Cosa accadrebbe ai nostri risparmi se ritornasse la Lira?

Di Marco Franco
conti

I sostenitori delle tesi euro-scettiche e del ritorno (possibilmente immediato) alla sovranità nazionale in materia monetaria aumentano di anno in anno, minando alle basi la stabilità delle istituzioni comunitarie ormai indebolite da una crisi di consenso generalizzata. Ma quali sarebbero le conseguenze, nel breve e lungo periodo, di un addio senza appello alla moneta unica europea? Economisti, osservatori politici e analisti finanziari si dividono sulle previsioni a riguardo, ma in ogni caso, comunque la si veda, il ritorno alla Lira dell'Italia non sarebbe una passeggiata: i risparmiatori, insomma, potrebbero rimetterci qualcosa. Il primo contraccolpo, secondo gli esperti, interesserebbe i correntisti al momento della conversione forzata della valuta che in molti proverebbero ad aggirare attraverso lo spostamento frettoloso dei depositi di denaro all'estero, con lo scenario “greco” della corsa disperata ai bancomat e seguente chiusura dei rubinetti da parte delle banche sullo sfondo ad aggravare ulteriormente la situazione.

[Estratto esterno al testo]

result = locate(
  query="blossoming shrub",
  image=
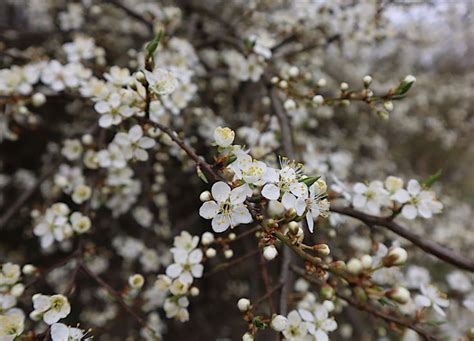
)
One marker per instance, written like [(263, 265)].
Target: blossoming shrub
[(232, 167)]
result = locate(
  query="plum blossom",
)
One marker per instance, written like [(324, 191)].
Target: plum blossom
[(224, 136), (315, 203), (296, 328), (50, 308), (319, 324), (418, 202), (186, 265), (370, 198), (227, 208), (62, 332), (285, 183)]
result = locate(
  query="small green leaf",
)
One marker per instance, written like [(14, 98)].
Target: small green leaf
[(201, 175), (432, 179), (308, 181), (153, 45)]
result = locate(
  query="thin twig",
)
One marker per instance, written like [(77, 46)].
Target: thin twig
[(390, 317)]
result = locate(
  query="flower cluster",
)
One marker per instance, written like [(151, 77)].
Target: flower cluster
[(180, 275), (59, 224), (415, 200)]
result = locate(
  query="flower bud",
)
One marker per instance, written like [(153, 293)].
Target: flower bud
[(293, 227), (207, 238), (270, 252), (322, 82), (17, 290), (395, 256), (294, 71), (327, 292), (366, 261), (318, 99), (28, 269), (354, 266), (228, 253), (283, 84), (276, 209), (243, 304), (279, 323), (140, 76), (399, 294), (87, 139), (136, 281), (289, 104), (247, 337), (211, 253), (38, 99), (409, 79), (205, 196), (388, 105)]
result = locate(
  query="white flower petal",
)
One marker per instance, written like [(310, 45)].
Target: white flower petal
[(209, 210), (220, 191)]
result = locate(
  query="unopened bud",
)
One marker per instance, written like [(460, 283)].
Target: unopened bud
[(293, 227), (28, 269), (318, 99), (322, 82), (211, 253), (354, 266), (279, 323), (367, 80), (205, 196), (289, 104), (399, 294), (243, 304), (136, 281), (388, 105), (322, 249), (38, 99), (228, 253), (270, 252), (366, 261), (327, 292), (207, 238), (395, 256), (294, 71)]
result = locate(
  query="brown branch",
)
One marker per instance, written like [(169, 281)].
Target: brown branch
[(267, 283), (131, 13), (423, 243), (225, 266), (287, 141), (206, 168), (390, 317)]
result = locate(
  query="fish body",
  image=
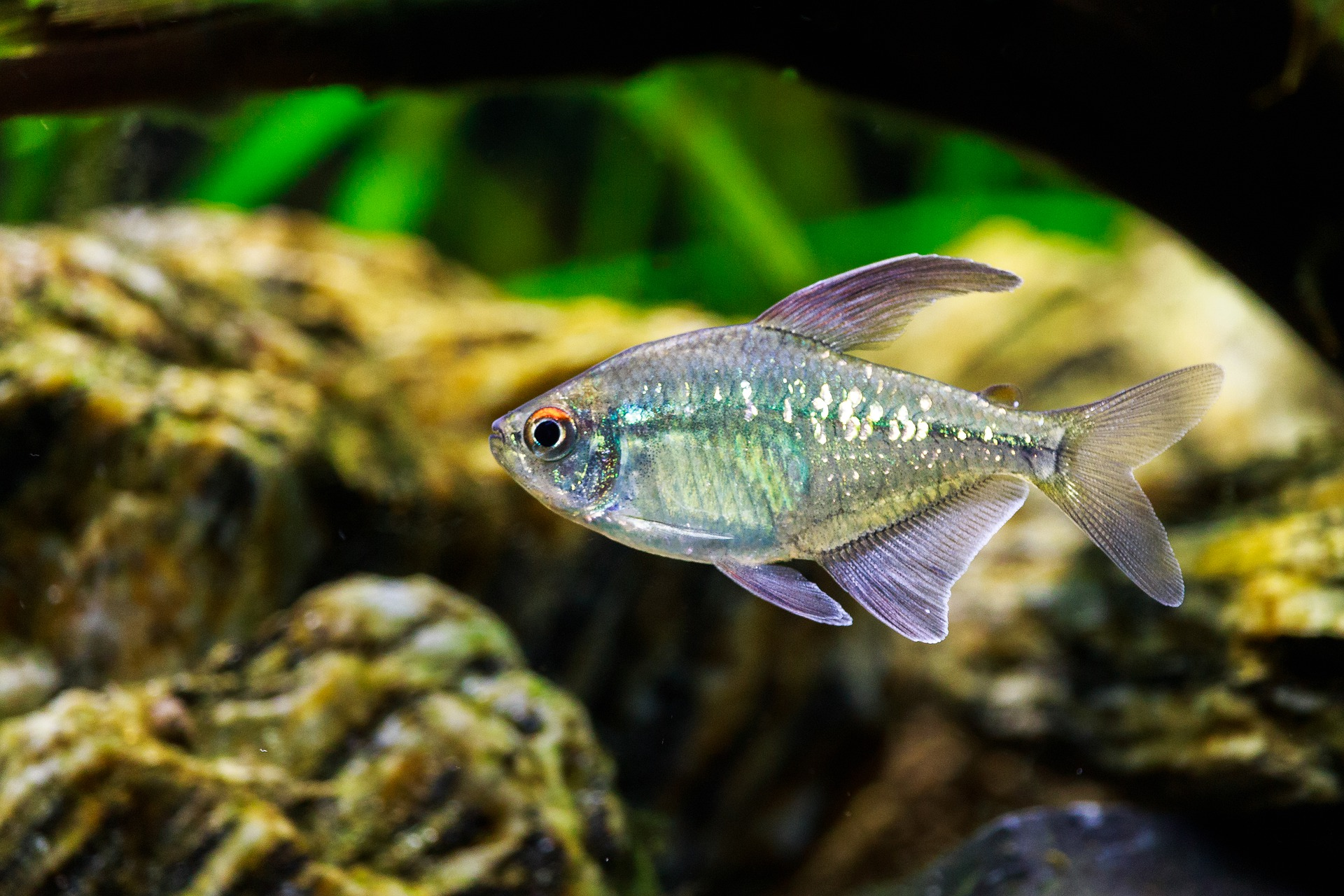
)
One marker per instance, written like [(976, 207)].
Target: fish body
[(752, 445), (784, 449)]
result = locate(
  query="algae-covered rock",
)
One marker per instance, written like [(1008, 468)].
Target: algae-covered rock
[(201, 413), (382, 738), (1236, 695)]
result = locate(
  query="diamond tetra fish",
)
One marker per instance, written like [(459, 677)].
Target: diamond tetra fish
[(752, 445)]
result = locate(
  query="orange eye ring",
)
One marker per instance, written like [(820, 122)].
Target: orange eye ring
[(550, 433)]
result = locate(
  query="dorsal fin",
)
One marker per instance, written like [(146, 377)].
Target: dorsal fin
[(872, 305), (1004, 394)]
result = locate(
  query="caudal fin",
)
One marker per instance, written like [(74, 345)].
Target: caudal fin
[(1094, 476)]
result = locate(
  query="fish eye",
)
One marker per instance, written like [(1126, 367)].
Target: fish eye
[(550, 433)]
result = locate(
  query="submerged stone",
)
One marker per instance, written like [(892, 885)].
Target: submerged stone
[(379, 739), (1086, 849)]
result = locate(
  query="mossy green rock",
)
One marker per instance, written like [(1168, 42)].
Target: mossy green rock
[(382, 738)]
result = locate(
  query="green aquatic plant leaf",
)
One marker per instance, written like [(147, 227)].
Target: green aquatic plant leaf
[(737, 195), (622, 195), (30, 158), (397, 174), (42, 169), (280, 146), (711, 274)]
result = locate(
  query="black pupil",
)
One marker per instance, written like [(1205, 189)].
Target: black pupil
[(547, 434)]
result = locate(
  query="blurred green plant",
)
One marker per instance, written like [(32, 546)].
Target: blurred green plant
[(35, 179), (276, 141), (396, 176), (739, 200), (718, 183)]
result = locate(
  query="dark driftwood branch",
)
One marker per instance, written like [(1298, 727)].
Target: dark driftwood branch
[(1177, 108)]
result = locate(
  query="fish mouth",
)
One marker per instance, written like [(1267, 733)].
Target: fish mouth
[(498, 442)]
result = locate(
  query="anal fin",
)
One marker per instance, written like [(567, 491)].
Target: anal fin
[(904, 574), (788, 589)]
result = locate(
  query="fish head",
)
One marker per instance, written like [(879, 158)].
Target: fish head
[(562, 448)]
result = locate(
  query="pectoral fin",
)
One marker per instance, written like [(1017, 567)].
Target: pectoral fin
[(1003, 394), (904, 574), (790, 589), (872, 305)]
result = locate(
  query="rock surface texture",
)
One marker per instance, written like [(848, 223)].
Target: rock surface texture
[(1084, 850), (382, 738), (203, 414)]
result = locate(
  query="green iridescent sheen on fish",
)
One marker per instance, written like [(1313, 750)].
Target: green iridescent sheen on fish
[(748, 447)]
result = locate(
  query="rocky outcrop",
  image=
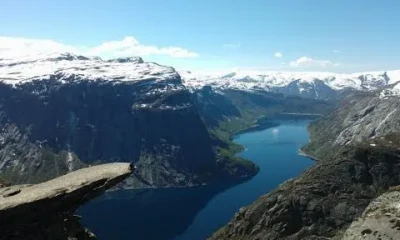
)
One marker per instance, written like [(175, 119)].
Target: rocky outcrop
[(322, 202), (46, 210), (380, 220), (360, 119), (357, 148), (60, 113)]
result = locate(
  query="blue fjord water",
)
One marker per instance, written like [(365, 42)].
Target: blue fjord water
[(195, 213)]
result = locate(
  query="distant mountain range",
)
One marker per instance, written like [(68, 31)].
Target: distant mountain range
[(316, 85)]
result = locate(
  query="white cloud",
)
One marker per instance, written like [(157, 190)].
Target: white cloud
[(232, 45), (129, 46), (310, 62)]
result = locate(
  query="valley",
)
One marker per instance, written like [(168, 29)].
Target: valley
[(183, 134)]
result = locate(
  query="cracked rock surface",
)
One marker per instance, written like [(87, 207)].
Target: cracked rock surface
[(46, 210)]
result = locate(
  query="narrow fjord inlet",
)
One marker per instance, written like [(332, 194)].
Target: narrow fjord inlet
[(195, 213)]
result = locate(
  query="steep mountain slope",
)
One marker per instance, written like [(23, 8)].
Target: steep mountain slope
[(357, 147), (60, 112), (316, 85), (369, 118)]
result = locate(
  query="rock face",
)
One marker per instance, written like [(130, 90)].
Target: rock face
[(61, 112), (357, 148), (322, 202), (45, 210), (380, 220), (360, 119)]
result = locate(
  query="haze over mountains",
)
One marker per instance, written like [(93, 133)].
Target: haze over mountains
[(316, 85), (62, 112)]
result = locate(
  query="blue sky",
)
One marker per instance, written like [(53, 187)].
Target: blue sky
[(310, 35)]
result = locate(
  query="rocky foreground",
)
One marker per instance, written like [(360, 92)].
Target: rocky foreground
[(46, 210)]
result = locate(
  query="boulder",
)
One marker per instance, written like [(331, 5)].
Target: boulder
[(46, 210)]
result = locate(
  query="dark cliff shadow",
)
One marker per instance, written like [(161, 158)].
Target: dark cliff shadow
[(147, 214)]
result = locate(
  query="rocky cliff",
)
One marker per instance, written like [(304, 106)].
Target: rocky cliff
[(360, 119), (357, 147), (61, 112), (46, 210), (380, 220), (322, 202)]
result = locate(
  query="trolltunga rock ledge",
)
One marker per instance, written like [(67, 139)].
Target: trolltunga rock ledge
[(46, 210)]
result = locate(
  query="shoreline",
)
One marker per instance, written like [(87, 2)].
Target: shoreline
[(302, 153)]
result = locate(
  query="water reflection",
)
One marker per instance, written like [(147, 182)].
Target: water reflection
[(146, 214)]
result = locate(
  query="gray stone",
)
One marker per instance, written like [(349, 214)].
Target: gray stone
[(46, 210)]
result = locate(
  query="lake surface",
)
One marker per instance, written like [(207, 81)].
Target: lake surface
[(195, 213)]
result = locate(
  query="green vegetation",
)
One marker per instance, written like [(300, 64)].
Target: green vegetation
[(247, 111)]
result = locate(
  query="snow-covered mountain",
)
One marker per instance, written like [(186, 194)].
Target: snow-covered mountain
[(61, 112), (64, 65), (318, 85)]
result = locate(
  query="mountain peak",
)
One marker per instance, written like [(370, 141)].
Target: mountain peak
[(127, 59)]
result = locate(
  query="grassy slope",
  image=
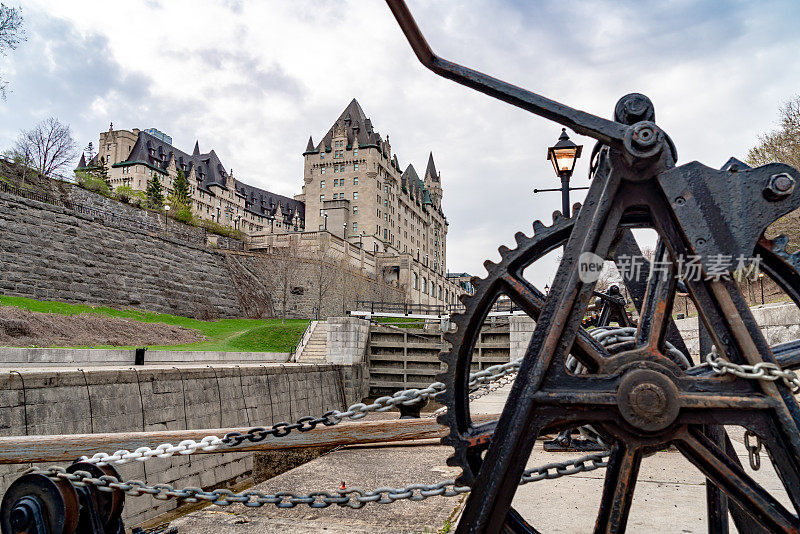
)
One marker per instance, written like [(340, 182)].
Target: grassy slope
[(241, 335)]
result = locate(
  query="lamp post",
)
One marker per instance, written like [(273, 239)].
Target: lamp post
[(563, 156)]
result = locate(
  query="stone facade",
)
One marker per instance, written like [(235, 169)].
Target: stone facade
[(133, 157), (354, 187), (70, 401)]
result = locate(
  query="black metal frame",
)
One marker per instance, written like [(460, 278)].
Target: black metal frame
[(697, 211)]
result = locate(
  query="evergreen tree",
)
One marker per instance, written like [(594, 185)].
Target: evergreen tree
[(97, 170), (180, 189), (155, 193)]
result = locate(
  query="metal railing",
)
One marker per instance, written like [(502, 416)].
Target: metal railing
[(426, 309), (303, 340)]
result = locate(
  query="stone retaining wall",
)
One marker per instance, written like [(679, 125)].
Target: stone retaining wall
[(52, 253), (129, 400), (779, 323)]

Proprio gli istituti di credito italiani, in un quadro di destabilizzazione generale determinato da un addio prematuro all'Euro, verrebbero probabilmente risucchiate in una spirale negativa senza via d'uscita, con gravi ripercussioni a cascata sui privati e imprese costretti a pagare sulla loro pelle, ancora una volta, il prezzo della crisi di liquidità del sistema bancario.

moneta

Come se non bastasse, l'eventualità di un salasso collettivo legato al pagamento del debito pubblico in euro per via delle cosiddette “clausole di azione collettiva”, che limitano la giurisdizione italiana sui titoli di Stato (una fetta dei quali è di fatto vincolata alla competenza esclusiva di un foro straniero), metterebbe una pesantissima zavorra ai piedi del nostro Paese. Persino sul fronte delle esportazioni, argomento forte per i detrattori della moneta unica e delle politiche finanziarie di Bruxelles, non mancherebbero le trappole: l'Europa “tradita” potrebbe vendicarsi della scelta separatista di uno dei suoi fondatori imponendo tariffe doganali contro le merci provenienti dall'Italia, con buona pace della chimera dei trattati di libero scambio rinegoziati a vantaggio di Roma. Sarà forse il caso di accontentarsi dell'attuale regime monetario, oppure si pensa che valga comunque la pena di giocarsi la carta del ritorno alla Lira, costi quel che costi?